Smart grocery list

Smart Grocery List is a React app that uses OpenAI to automatically categorise grocery items, offering an enhanced user experience for creating grocery lists. Inspired by iOS17 Reminders app.

Linked Post: Smart grocery list

Three weeks ago, Apple held their annual developer conference, WWDC. They announced many remarkable things, including Vision Pro. But one thing that caught my attention was a quality-of-life feature I thought I could recreate using React. So I did.

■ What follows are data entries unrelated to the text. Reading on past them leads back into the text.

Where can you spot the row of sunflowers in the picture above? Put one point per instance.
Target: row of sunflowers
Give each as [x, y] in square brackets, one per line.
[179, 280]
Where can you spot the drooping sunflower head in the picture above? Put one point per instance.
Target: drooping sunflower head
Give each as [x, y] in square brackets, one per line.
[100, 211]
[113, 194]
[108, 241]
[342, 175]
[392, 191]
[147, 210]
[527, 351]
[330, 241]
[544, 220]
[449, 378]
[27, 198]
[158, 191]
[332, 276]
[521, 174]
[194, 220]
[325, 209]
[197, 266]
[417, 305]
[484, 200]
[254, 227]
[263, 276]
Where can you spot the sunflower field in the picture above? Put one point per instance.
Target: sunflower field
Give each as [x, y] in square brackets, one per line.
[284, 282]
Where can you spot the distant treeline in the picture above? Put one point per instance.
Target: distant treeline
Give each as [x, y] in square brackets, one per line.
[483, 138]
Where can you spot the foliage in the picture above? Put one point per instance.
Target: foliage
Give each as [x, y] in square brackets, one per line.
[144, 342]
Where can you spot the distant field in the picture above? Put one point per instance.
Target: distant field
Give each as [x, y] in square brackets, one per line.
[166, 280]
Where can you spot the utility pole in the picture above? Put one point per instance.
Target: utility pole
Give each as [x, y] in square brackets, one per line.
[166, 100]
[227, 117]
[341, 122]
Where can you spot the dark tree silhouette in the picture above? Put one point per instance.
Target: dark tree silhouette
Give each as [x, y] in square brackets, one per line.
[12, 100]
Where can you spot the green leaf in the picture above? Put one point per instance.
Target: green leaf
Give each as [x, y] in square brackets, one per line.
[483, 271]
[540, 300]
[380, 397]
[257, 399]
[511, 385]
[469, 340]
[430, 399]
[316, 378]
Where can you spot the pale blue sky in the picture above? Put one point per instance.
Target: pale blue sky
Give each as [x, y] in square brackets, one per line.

The feature was the auto-categorisation of groceries in the Reminders app, coming in iOS17. In iOS, it works using on-device machine learning ML and transformer models. For us mere mortals less familiar with technical jargon, it’s basically AI that understands the item you’ve added, then applies an appropriate category. This seemed simple enough for me to execute, using the OpenAI API to understand the input and return an appropriate category.

pnpm create vite

For this project, I chose to create a Vite app. This is now considered the correct approach for starting a new React project if not using frameworks like Next.js. My choice was influenced by the fact that everything would be presented in one view, aided by a utility function to handle the API call.

One challenge was steering the API to consistently use the same categories, and not create different names for the same item. To solve this, I asked ChatGPT to generate some categories for me, along with example items for each category. This produced a list of categories for use when classifying inputs and some local data for common items, which helps reduce calls to the API.

You are welcome to peruse the data.json file.

On to the app. When a new item is entered into the input field and submitted, several processes are triggered. If the state is empty when submitting, the system rejects empty additions. If an item already exists in the list, the input is cleared without further action. Otherwise, the process continues, and the entry is passed to another function to determine its category. This function first checks if the item is in the example data. If it is, the item is returned. If it’s not, the API is called to determine the category.

Here is the system prompt for the API:

You are to act as a categorisation system. You will be given an item, and you must categorise it into one of the following topics: “Fruits and vegetables”, “Dairy and eggs”, “Meat and poultry”, “Fish and seafood”, “Grains, pasta, and rice”, “Breads and bakery”, “Canned and jarred goods”, “Frozen foods”, “Snacks and sweets”, “Condiments and sauces”, “Spices and seasonings”, “Beverages”, “Breakfast items”, “Deli and prepared foods”, “Cooking oils and fats”, “Baking supplies”, “Health foods and supplements”, “Baby and toddler products”, “Pet food and supplies”, “Household and cleaning products”, “Personal care items”, “Office supplies”, “Other”. Only ever use the categories listed above, in the format listed above. Never respond with a category that is not listed above. If you are unsure, respond with simply: “Other”.

You can view the complete fetch here.

The response is then sent back, saved in the new item, and appended to the full list.

That’s the gist of it, though there are a few more implementation details I won’t cover here. However, the repository is public, so check it out if you’re interested.

The tech stack used includes:

  • Vite
  • React
  • Open AI
  • Zustand
  • Framer Motion
  • Tailwind CSS

If I were to use this in a production setting, here are a few changes/additions I’d consider:

  • Ensure the entry is indeed a grocery item—currently, it would just be categorised as “other”
  • Implement checks for and handling of inappropriate language
  • Add toast notifications to help users better understand rejections, etc.